E foram para uma casa. E afluiu outra vez a
multidão, de tal maneira que nem sequer podiam comer pão.
E, quando os seus ouviram isto, saíram para o
prender; porque diziam: Está fora de si.
Palavra da Salvação
Glória a vós Senhor.
MEDITAÇÃO
DO EVANGELHO
Padre Antonio Queiroz ( In Memorian)
Os parentes
de Jesus diziam que ele estava fora de si.

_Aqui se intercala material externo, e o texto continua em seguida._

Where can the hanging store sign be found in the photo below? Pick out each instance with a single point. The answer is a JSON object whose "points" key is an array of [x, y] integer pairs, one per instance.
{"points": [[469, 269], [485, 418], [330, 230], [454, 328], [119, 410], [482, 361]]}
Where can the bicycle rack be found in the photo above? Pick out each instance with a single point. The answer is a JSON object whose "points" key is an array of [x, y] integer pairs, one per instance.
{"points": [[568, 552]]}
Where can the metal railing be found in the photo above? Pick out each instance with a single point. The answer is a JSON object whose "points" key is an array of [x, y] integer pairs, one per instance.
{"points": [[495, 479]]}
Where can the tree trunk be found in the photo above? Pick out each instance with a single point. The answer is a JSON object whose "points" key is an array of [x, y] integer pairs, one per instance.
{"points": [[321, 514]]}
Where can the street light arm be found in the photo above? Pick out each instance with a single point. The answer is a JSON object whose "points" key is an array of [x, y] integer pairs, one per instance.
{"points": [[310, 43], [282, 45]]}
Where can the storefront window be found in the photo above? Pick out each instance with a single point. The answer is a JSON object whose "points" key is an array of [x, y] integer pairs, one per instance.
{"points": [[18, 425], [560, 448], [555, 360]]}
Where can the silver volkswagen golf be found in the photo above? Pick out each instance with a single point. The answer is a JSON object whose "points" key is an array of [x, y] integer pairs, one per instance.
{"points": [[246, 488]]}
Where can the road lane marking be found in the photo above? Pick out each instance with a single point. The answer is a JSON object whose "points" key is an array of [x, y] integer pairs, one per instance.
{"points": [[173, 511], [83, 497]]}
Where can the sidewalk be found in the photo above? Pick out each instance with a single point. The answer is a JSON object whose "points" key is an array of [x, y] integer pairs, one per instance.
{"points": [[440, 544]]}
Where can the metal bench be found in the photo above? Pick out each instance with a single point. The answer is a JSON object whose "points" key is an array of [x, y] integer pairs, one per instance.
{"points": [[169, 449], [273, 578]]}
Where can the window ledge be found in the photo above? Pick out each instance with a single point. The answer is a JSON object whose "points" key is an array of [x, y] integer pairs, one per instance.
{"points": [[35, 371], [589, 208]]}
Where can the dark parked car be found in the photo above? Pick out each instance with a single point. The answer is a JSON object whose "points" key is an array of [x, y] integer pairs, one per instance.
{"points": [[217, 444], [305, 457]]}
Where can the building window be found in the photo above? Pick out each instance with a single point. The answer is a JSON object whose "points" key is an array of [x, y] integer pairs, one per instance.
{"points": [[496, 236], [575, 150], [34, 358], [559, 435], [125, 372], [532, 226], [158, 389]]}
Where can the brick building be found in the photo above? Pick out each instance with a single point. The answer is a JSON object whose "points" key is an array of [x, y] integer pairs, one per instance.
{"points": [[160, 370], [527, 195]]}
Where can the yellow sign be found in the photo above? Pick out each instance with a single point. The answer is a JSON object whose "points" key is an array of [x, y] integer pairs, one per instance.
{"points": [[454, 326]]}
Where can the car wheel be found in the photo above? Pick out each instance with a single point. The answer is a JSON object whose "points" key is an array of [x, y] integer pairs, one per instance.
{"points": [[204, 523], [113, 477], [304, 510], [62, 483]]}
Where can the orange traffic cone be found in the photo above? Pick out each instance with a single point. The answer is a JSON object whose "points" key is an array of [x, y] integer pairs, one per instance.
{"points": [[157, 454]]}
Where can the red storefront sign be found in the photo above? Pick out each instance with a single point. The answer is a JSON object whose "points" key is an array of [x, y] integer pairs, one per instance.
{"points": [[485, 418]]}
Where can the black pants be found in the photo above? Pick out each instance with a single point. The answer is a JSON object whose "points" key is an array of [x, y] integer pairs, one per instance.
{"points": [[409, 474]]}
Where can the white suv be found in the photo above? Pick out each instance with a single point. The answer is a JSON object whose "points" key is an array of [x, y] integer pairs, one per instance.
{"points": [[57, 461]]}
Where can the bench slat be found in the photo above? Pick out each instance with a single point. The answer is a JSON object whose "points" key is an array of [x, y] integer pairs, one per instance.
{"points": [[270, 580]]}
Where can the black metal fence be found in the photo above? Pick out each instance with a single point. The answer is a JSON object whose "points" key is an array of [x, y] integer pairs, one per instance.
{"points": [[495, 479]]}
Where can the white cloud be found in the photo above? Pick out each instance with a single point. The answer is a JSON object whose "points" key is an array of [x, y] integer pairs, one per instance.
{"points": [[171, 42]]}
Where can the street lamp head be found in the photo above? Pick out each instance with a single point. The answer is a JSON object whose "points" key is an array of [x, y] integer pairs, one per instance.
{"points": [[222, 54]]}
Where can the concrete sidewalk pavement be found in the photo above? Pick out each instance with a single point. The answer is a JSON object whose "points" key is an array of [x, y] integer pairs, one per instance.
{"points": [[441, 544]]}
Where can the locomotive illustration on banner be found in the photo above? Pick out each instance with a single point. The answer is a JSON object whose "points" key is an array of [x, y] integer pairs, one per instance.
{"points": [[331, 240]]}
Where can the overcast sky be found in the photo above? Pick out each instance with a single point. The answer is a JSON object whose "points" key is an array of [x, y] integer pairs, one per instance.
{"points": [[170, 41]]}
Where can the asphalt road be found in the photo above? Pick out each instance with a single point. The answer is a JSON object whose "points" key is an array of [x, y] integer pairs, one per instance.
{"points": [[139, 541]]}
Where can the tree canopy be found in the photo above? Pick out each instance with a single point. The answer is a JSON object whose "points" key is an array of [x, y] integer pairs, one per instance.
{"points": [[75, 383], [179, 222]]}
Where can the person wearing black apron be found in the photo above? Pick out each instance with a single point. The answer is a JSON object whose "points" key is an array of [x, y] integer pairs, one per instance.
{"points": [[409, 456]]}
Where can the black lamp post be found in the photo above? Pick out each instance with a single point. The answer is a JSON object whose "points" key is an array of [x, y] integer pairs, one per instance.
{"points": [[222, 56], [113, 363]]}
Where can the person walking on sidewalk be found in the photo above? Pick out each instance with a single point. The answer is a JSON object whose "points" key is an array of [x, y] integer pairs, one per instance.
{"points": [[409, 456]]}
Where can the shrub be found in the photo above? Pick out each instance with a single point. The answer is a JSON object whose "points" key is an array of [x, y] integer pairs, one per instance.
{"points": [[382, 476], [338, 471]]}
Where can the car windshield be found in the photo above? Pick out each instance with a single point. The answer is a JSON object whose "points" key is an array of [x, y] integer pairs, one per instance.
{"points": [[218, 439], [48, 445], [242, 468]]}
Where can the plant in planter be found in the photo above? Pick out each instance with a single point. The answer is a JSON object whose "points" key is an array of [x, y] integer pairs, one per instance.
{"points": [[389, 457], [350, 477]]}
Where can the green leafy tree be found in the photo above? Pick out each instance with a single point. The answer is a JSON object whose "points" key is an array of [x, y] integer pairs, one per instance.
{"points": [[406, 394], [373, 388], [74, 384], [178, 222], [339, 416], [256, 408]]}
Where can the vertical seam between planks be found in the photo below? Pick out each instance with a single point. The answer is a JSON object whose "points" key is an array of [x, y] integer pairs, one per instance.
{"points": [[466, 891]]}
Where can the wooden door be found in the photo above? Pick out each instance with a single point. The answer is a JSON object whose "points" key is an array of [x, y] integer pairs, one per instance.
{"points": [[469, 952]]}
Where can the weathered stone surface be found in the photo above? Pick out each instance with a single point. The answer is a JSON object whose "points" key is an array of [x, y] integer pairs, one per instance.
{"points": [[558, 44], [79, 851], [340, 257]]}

Este Evangelho narra a incompreensão dos
próprios parentes de Jesus a respeito dele. “Nem os seus irmãos (primos e
parentes) acreditavam nele” (Jo 7,5). A expressão “fora de si” significa o que
dizemos hoje: “perdeu a cabeça”.
Jesus não
perdeu a cabeça, mas que suas idéias eram muito diferentes da mentalidade do
seu povo eram. Basta ver o discurso das bem-aventuranças, em que ele chama de
felizes os pobres e os perseguidos por causa do Reino de Deus; o pedido para
darmos a outra face para quem nos esbofeteia; o pedido de perdoarmos os nossos
inimigos; o sentido que dá para a autoridade: é serviço e não poder; o pedido
para darmos também a túnica a quem nos roupa ou toma a capa... Tudo isso,
frente à mentalidade do mundo, não só daquele tempo, mas também de hoje, é
loucura.
A
incompreensão de que Jesus foi vítima, até por parte de seus discípulos,
ilumina-nos sobre a situação dos cristãos e da Igreja hoje. Muitos não a chamam
de “louca”, mas quase.
Logo no
versículo seguinte, Marcos fala: “Os escribas vindos de Jerusalém, diziam que
Jesus estava endemoninhado”.
Na História
da Igreja, todos os cristãos e cristãs que levaram a sério o Evangelho foram
taxados de loucos. Por exemplo, S. Francisco, que foi chamado de louco por seu
próprio pai, rico comerciante.
Como os
parentes de Jesus, também nós queremos reduzir aos limites do “razoável” a
chama abrasadora do Evangelho e o escândalo da cruz. Se os santos tivessem
pensado em termos “razoáveis”, não teriam sido canonizados. Se nós não
arriscarmos as nossas seguranças “razoáveis”, não iremos longe no seguimento de
Jesus. Porque o “razoável”, aquilo que todo mundo faz, não passa de mesquinha
mediocridade.
Para
seguirmos bem a Cristo, precisamos nos deixar conduzir pelo amor, o qual é
criativo, é livre, “desculpa tudo, crê tudo, espera tudo, suporta tudo. O amor
jamais acabará” (1Cor 13,7-8). Conhecer ou desconhecer Cristo é questão de fé
ou incredulidade, de amor ou desamor. A fé e o amor são dons de Deus que
ultrapassam o mundo.
“A pregação
da cruz é loucura para os que se perdem, mas para os que são salvos, para nós,
ela é força de Deus. Pois está escrito: Destruirei a sabedoria dos sábios e
confundirei a inteligência dos inteligentes” (1Cor 1,18-19).
Certa vez,
numa comunidade religiosa masculina, um irmão ficou com dó do padre superior
que estava com uma gripe muito forte. Então resolveu fazer um chá para o padre,
que era bastante nervoso.
Ele terminou
de preparar o chá às 21h30min horas. Colocou numa bandeja o bule com o chá e
uma xícara, subiu a escada e bateu na porta do quarto do superior. Este já veio
super nervoso. Abriu a porta e o irmão lhe disse: “Eu vi que o senhor não
estava bem de saúde e preparei um chá. Está aqui”.
Mas o
superior naquele momento descarregou todo o seu nervosismo: “Eu já estava
dormindo e você vem me acordar! Bem agora que estou doente. Onde já se viu!...”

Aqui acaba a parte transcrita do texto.